Windows Search adds a sub-key only when a policy is applied. Therefore, if no policies are applied, the sub-key is not present.

WDS policies fall into three categories:

  • Setup and configuration

  • Include certain information, paths, or types of data

  • Exclude certain information, paths, or types of data

Furthermore, some of these policies force settings on users and some define defaults that users can override. The forced “prevent” policies (like preventing WDS from indexing certain paths) take precedence over user overrides, which in turn take precedence over the defaults. Because of this precedence, some policies and combinations of policies and user preferences may conflict. For example, a “Prevent Indexing Certain Paths” policy will prevent users from setting WDS to index a specific network share. Suppose some users need to index a path on that share, so you add a “Default Indexed Paths” policy for that path. If the users that need to index that path are also covered by the “Prevent” policy, they will be blocked from indexing the needed path.

Therefore, administrators must take the time to think through and test their Group Policy scenarios, along with the user options they want to allow, before they deploy the policies to end users.

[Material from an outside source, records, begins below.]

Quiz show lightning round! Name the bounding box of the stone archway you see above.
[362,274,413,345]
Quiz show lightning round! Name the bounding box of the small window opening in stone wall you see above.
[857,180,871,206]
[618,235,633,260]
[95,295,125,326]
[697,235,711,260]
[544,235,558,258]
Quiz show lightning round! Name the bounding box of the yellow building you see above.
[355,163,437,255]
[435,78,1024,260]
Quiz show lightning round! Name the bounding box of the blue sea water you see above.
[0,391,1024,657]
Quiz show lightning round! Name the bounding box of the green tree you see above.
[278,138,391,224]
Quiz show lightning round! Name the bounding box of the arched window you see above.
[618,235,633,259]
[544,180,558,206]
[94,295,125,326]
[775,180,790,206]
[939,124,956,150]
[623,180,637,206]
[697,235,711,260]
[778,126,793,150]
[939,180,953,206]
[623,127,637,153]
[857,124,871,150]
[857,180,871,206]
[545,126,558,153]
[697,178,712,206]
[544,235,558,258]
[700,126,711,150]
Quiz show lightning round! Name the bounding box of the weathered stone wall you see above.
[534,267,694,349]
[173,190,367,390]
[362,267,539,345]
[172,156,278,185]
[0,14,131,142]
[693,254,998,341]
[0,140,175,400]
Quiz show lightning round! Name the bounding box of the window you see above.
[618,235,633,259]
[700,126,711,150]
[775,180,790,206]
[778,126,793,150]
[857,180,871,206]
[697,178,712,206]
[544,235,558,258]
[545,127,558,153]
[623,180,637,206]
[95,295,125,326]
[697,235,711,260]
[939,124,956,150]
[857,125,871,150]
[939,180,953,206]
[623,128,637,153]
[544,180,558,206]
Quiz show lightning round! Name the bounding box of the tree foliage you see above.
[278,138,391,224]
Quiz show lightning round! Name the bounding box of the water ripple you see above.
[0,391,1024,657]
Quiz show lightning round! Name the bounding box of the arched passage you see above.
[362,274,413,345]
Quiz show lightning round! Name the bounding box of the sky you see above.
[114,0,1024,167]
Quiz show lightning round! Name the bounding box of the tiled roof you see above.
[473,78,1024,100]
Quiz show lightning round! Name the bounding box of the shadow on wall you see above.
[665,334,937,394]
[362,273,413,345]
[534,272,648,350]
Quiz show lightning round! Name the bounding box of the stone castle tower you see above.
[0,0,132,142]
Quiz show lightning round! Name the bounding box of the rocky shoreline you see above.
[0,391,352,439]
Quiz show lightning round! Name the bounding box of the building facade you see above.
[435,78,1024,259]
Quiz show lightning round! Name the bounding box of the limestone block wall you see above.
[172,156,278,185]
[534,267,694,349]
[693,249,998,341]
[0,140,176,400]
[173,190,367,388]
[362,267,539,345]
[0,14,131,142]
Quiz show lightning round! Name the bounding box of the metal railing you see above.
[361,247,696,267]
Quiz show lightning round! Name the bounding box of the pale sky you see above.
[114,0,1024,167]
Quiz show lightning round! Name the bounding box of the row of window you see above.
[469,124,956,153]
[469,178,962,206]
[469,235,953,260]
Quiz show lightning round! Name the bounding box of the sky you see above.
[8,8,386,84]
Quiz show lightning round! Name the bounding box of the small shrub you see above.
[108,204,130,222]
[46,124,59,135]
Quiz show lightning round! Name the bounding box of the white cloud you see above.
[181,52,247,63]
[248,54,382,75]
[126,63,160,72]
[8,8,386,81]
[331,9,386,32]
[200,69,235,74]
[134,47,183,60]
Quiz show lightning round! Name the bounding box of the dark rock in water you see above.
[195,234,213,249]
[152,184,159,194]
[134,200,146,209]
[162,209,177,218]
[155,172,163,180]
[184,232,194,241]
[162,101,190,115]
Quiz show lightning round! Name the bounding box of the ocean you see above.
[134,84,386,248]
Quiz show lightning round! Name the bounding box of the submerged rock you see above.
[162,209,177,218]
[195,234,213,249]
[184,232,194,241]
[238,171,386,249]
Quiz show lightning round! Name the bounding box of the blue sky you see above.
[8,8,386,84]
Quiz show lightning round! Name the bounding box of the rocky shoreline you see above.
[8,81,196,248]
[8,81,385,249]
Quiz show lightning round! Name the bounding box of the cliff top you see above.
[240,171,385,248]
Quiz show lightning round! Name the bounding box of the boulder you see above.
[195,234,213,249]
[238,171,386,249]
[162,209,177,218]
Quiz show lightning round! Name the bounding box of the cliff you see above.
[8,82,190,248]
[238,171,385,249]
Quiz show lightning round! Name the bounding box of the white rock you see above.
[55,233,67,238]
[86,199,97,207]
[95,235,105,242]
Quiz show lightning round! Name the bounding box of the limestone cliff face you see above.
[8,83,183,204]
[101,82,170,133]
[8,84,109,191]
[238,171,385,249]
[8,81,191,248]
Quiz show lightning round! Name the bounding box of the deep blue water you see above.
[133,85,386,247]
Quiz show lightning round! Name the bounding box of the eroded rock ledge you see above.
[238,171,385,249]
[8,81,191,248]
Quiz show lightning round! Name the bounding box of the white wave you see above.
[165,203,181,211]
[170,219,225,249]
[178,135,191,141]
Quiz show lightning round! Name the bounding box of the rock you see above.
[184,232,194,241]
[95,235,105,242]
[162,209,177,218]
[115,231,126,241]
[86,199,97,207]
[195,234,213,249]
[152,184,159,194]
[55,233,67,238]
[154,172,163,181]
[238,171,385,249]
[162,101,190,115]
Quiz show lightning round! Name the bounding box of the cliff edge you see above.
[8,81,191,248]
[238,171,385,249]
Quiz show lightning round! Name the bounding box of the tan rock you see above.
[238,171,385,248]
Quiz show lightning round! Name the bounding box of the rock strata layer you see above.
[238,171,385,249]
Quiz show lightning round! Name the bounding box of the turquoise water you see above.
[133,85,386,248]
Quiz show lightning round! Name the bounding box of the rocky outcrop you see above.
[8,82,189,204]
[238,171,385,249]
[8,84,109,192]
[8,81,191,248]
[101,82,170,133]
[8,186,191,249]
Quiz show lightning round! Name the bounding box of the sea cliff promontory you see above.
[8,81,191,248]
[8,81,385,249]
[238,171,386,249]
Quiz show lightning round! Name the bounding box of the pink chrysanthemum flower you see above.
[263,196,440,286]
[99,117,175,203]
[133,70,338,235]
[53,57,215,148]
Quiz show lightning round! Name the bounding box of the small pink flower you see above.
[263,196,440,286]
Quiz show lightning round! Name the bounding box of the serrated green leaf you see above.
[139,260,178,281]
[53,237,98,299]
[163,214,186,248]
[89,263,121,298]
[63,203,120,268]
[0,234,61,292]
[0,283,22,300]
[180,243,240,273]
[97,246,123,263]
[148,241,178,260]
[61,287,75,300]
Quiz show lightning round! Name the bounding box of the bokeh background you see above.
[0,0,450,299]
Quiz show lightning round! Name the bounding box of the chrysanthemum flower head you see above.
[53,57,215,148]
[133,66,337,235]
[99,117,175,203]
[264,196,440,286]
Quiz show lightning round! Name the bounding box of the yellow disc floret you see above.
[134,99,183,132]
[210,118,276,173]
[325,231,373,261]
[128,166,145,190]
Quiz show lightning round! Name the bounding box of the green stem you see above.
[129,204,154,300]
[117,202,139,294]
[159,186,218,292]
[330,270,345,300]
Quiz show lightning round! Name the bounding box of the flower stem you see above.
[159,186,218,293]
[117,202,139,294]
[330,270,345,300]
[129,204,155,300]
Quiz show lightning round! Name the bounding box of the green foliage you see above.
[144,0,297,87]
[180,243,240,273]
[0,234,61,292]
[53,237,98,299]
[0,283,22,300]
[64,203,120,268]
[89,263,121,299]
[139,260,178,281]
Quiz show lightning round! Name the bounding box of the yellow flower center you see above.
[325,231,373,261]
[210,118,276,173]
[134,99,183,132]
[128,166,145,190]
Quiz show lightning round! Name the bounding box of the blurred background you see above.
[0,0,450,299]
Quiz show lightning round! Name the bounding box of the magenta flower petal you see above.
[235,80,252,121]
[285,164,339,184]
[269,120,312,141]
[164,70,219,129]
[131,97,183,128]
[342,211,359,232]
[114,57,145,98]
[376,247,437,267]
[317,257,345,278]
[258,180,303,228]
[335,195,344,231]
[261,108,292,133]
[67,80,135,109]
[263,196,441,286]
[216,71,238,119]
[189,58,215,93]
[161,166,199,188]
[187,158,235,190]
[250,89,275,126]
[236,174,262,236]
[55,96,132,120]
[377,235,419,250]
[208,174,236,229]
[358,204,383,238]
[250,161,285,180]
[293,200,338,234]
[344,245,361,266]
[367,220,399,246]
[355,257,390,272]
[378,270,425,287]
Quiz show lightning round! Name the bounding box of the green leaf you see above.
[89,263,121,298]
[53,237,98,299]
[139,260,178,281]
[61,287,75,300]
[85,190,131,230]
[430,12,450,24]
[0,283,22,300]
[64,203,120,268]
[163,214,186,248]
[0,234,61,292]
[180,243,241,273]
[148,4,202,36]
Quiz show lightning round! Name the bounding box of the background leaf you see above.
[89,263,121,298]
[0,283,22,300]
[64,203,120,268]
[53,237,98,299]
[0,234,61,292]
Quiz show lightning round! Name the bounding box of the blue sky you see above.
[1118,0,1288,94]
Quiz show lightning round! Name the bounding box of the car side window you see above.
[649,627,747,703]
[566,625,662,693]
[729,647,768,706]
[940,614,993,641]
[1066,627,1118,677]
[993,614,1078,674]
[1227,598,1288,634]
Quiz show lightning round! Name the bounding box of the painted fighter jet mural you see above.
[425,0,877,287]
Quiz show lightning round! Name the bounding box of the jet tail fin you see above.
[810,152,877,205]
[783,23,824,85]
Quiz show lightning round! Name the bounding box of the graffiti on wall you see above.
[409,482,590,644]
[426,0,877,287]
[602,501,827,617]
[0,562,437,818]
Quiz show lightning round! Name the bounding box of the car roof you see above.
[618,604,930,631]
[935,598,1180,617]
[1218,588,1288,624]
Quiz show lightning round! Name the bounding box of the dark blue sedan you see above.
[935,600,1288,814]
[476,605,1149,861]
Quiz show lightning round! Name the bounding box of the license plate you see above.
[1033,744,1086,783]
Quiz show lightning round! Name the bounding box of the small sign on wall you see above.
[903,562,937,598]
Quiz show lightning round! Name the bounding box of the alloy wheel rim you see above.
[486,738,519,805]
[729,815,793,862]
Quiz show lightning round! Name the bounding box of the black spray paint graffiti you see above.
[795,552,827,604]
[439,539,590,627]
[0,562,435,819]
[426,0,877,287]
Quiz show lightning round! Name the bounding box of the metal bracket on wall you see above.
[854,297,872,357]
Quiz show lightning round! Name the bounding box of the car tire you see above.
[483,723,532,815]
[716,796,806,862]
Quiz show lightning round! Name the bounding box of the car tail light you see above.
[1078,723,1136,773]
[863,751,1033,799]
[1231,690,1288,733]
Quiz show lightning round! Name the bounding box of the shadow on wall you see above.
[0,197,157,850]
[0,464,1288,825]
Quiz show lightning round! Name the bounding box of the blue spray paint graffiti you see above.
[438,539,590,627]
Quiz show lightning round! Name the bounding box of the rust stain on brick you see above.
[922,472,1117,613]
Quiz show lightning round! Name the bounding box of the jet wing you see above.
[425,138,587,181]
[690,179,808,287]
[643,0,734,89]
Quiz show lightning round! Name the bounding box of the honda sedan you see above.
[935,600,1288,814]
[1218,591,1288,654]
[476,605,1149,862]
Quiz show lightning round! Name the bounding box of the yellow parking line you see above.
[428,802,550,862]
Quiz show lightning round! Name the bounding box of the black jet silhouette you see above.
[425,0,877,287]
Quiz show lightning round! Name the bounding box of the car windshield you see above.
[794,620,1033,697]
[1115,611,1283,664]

While all Windows Search policy settings are described in detail later in this document, WDS policies generally share the following attributes:

  • Real-time refresh. Once notified that a new policy is applied, WDS automatically refreshes to enforce the setting. For most policy settings, the user does not need to exit or restart the application or log on to Windows again for the new policy to take effect. However, for indexing-related settings, WDS may not remove or add data in the index until the next user logon or the next indexing session.

  • Index purges for most indexing-related policy settings. If you enable policies to prevent the indexing of certain content, the index is automatically purged and rebuilt at the next startup of the computer or related application. For example, if you decide to prevent indexing Outlook items, WDS purges its index of any existing Outlook data after you apply the policy and restart Outlook (or the computer). The only exceptions are for policies that specify file types to index as text and to exclude from indexing. If you subsequently modify such policies, any content that had already been indexed is not purged.

WDS is built on common Windows components. Therefore, WDS adheres to system-level policies that your organization may have already enabled. There are two specific system-level policies that affect the Windows Deskbar on Windows XP and Windows Server 2003.

Remove the Run command from Start menu

 

Description

The system removes the Run command from the Start menu. It also prevents users from opening the Run dialog box by pressing the Windows logo key and the R key.

Application behavior

Applications must disable any functionality that lets a user start a program by typing its name and path in a dialog box.

WDS behavior

Automatically turns off the alias feature in Windows Deskbar.

Automatically turns off run operation (=operation) in Windows Deskbar.

Automatically removes the My Deskbar Shortcuts section from Deskbar.

Run only allowed Windows-based applications

 

Description

The system prevents users from running applications that are not listed under the RestrictRun value.

Application behavior

Applications must not start any application that is not on the RestrictRun list. However, this does not apply when you start applications using COM. If you use the ShellExecuteEx function, the system performs this check automatically.

WDS behavior

Windows Deskbar starts only those applications that are on the RestrictRun list.